Rock and roll is an industry that pushes musical, social, and cultural boundaries, and the electric guitar is its iconic instrument. The acoustic guitar has been around since at least the 16th century. So when I first started working with a colleague on an exhibition at the Smithsonian’s National Museum of American History, our driving question was: Why electrify this centuries-old instrument?
The simplest answer: Guitarists wanted more volume. As performance spaces increased in size during the 19th century, stringed instruments like guitars were hard to hear over other instruments, especially horns. As a result, the traditional Spanish-style acoustic guitar changed in size, shape, and construction.
During the first three decades of the 20th century, guitar makers built larger-bodied instruments, using steel instead of gut strings, and metal instead of wood for the guitar body. In the 1920s, innovations in microphones and speakers, radio broadcasting, and recording made electronic amplification for guitars possible. The volume was suddenly able to go way up.
The first commercially advertised electric guitar guitar was offered in 1929 by the Stromberg-Voisinet company of Chicago, though it was not a smash hit. The first commercially successful electric, Rickenbacker’s “Frying Pan” guitar of 1931, had an electromagnetic pickup — a device that converts the strings’ vibrations into electrical signals that can be amplified. But the pickup was bulky and unattractive, and the instrument was designed to be played in a musician’s lap with a sliding steel bar. It wasn’t an immediate hit beyond some Hawaiian, country, and blues musicians.
Spanish-style electrics, which you could sling in front of you while standing and singing, proved much more versatile. Gibson’s 1936 ES-150 (E for Electric and S for Spanish) had a sleek bar-shaped electronic pickup that was mounted into the guitar’s hollow body for a more streamlined look.

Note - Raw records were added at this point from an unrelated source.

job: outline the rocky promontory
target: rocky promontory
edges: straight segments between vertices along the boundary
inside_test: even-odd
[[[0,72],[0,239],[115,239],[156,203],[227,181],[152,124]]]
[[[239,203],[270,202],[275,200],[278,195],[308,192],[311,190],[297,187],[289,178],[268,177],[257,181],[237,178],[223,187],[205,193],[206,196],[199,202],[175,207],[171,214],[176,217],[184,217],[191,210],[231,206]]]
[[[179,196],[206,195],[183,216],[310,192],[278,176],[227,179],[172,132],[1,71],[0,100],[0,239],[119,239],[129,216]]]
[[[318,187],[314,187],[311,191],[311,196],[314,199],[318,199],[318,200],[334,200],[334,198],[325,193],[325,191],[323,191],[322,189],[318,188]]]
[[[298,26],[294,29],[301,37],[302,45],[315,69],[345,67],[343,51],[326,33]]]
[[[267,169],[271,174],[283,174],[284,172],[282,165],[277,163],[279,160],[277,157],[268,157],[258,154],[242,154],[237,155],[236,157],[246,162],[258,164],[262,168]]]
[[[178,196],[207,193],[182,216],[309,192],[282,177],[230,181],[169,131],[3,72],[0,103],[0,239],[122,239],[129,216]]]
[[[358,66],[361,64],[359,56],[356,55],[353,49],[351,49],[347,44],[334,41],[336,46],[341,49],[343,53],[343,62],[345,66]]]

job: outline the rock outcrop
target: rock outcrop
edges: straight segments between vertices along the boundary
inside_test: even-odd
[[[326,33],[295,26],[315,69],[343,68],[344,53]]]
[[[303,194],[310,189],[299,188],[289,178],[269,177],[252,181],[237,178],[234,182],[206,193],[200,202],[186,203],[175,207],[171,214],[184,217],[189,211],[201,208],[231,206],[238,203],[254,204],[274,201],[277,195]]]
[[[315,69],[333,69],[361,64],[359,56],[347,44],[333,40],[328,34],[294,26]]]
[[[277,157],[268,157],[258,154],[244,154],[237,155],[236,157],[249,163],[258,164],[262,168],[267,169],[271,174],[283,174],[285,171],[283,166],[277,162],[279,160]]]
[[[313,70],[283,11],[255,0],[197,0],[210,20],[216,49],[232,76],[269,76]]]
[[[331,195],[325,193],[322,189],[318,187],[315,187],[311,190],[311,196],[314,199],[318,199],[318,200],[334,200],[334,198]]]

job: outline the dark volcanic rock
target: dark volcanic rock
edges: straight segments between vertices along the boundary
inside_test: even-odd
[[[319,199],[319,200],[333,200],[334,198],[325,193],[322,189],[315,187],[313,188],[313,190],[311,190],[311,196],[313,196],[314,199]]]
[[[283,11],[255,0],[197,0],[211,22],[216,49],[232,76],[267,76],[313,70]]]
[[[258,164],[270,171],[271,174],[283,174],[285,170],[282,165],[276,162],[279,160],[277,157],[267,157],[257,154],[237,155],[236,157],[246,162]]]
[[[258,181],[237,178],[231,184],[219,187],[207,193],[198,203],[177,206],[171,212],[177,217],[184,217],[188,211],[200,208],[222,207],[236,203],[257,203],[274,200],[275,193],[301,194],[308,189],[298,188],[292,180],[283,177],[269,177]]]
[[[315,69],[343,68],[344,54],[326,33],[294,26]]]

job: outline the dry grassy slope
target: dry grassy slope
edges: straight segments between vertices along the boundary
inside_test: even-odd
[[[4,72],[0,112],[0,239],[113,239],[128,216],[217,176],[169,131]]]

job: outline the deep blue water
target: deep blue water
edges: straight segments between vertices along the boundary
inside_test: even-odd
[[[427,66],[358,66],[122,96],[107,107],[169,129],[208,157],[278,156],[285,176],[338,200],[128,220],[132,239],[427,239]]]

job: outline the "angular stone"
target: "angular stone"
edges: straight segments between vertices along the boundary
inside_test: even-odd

The pickup earned the nickname “the Charlie Christian” thanks to the jazz virtuoso who is generally credited with introducing the electric guitar solo when he stepped out in front of Benny Goodman’s band in 1939.

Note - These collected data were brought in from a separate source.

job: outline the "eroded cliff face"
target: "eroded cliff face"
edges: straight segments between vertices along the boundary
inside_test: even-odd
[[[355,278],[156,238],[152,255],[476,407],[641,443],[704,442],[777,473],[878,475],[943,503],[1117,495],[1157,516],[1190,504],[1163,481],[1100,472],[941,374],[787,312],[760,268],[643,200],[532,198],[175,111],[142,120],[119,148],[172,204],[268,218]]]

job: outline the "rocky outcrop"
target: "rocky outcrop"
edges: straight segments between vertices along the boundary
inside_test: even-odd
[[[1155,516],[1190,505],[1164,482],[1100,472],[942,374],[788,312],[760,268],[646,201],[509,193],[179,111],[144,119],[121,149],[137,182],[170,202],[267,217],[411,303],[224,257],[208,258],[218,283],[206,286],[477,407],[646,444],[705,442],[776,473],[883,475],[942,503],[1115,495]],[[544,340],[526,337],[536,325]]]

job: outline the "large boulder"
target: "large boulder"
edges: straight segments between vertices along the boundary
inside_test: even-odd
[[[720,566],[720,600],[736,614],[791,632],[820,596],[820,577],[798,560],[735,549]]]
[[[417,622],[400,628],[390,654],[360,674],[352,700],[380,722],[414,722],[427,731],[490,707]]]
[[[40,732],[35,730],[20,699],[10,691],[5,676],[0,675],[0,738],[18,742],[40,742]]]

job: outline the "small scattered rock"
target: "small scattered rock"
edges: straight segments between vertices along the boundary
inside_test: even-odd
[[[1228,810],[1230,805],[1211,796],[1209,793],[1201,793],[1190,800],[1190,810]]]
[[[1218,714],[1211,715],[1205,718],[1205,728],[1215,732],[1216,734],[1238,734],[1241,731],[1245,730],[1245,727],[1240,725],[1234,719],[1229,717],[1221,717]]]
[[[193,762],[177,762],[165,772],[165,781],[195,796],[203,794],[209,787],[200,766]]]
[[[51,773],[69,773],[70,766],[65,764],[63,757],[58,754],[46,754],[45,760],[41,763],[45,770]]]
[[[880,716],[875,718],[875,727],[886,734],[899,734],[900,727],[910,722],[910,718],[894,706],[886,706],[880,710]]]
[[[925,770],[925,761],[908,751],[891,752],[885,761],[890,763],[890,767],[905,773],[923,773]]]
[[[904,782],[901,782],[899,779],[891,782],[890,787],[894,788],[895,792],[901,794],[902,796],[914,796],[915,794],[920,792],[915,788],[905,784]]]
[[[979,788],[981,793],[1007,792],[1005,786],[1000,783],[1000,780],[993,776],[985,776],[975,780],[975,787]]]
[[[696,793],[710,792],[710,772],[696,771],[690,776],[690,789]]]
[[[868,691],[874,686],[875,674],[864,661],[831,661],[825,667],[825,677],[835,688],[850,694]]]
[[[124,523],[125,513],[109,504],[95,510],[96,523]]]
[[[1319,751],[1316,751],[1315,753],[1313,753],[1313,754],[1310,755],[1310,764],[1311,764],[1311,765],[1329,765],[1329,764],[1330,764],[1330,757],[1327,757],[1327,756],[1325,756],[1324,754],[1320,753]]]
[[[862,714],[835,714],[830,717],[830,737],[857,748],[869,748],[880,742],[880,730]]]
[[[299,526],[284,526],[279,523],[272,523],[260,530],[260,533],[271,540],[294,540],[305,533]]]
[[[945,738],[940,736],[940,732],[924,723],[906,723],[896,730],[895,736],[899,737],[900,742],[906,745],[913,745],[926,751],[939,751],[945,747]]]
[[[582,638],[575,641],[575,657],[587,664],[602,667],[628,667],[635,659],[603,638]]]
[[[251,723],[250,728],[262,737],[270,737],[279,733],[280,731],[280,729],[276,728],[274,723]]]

Former radio repairman Leo Fender was the first to mass-produce and sell a successful solid-body Spanish-style electric guitar: the 1950 Fender Broadcaster (renamed Telecaster as the result of a trademark dispute). A rivalry sprang up between Fender and Gibson..The 1954 Fender Stratocaster, the guitar most associated with rock and roll, featured a distinctive double-cutaway design that allowed musicians to play higher notes by reaching higher on the fingerboard, three pickups (which allowed for a greater range of sounds since previous guitars had two pickups at most), and a patented tremolo system that allowed players to raise or lower the pitch of the strings. Rock guitarists loved the versatility of the Stratocaster and Gibson’s Les Paul model: they could manipulate the sound by playing close to the amplifier, grinding the strings against things, and using special effects accessories like the wah-wah pedal.
By the ’80s Van Halen was pushing his self-built “Frankenstein” (based on a Stratocaster but with a mish-mash of guitar parts) to the limit, experimenting with “dive-bombing,” which uses the tremolo arm to drive the guitar’s lowest note ever lower. Jimmy Hendrix had done this but forced the guitar out of tune as a result.
It’s ironic that Leo Fender, creator of the most influential instrument in rock music, wasn’t a fan of rock and roll; he preferred country and western. It didn’t matter. Once something new is out there, you can’t stop makers and players from reinventing it, adapting it for new purposes, taking it apart and putting it back together in new ways. The electric guitar is a prime example of unintended consequences.
Monica M. Smith is a historian and the exhibition program manager at the Smithsonian’s Lemelson Center for the Study of Invention and Innovation at the Smithsonian’s National Museum of American History. She wrote this for What It Means to Be American, a national conversation hosted by the Smithsonian and Zócalo Public Square.